Purpose: Regulation of retinal membrane guanylyl cyclase, GUCY2D (RetGC1), plays important role in rod and cone physiology and becomes the cause of retinal diseases when altered by mutations in GUCY2D, GCAPs and RD3. With a variety of mutations causing different forms of congenital blindness, it becomes important to distinguish between the two general mechanisms through which disease-causing mutations affect GUCY2D activity and/or regulation - suppressing the catalytic activity of the enzyme versus those affecting cyclase binding with its regulatory proteins.

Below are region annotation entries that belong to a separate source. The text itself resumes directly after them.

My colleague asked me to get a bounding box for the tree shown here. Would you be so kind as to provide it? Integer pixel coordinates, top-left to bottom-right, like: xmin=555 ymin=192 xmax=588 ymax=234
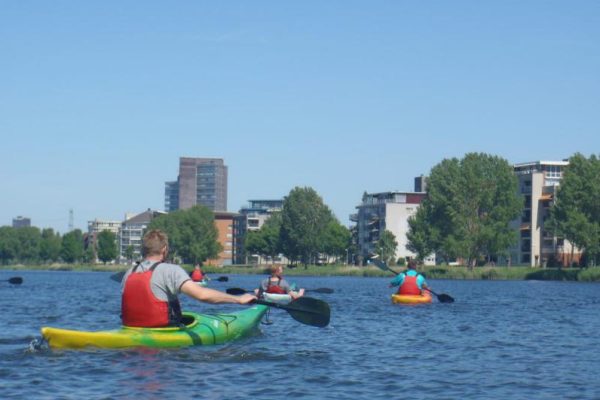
xmin=15 ymin=226 xmax=42 ymax=263
xmin=147 ymin=205 xmax=222 ymax=264
xmin=375 ymin=229 xmax=398 ymax=264
xmin=0 ymin=226 xmax=19 ymax=264
xmin=40 ymin=228 xmax=62 ymax=263
xmin=280 ymin=187 xmax=333 ymax=266
xmin=548 ymin=153 xmax=600 ymax=265
xmin=407 ymin=153 xmax=523 ymax=267
xmin=60 ymin=229 xmax=83 ymax=263
xmin=98 ymin=230 xmax=118 ymax=264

Methods: Point mutations affecting GUCY2D activity and linked to Leber Congenital Amaurosis 1 (LCA1) [1, 2] were introduced in GUCY2D. GUCY2D was co-expressed in HEK 293 cells with fluorescently tagged GCAP1 or RD3 and their association was tested in cyto using confocal microscopy. GUCY2D activation by GCAP1 expressed in E. coli was measured in vitro.

Results: Mutations that suppressed RetGC activation by GCAP1 produced different effects on the ability of the mutant GUCY2D to bind GCAP1-GFP in HEK 293 cells: some of them suppressed GCAP1 GFP binding while the others had no effect on the binding and evidently caused the loss of GUCY2D activity in vitro through affecting its catalytic activity per se. In some cases, they also differentially affected binding of GCAP1, a positive regulator, and of RD3, a negative regulator of the cyclase activity [3]. Mutations in GCAP1 located in EF-hand 1 and in proximity to the interface between the two lobes of the GCAP molecule were able to completely block GCAP1 binding to guanylyl cyclase.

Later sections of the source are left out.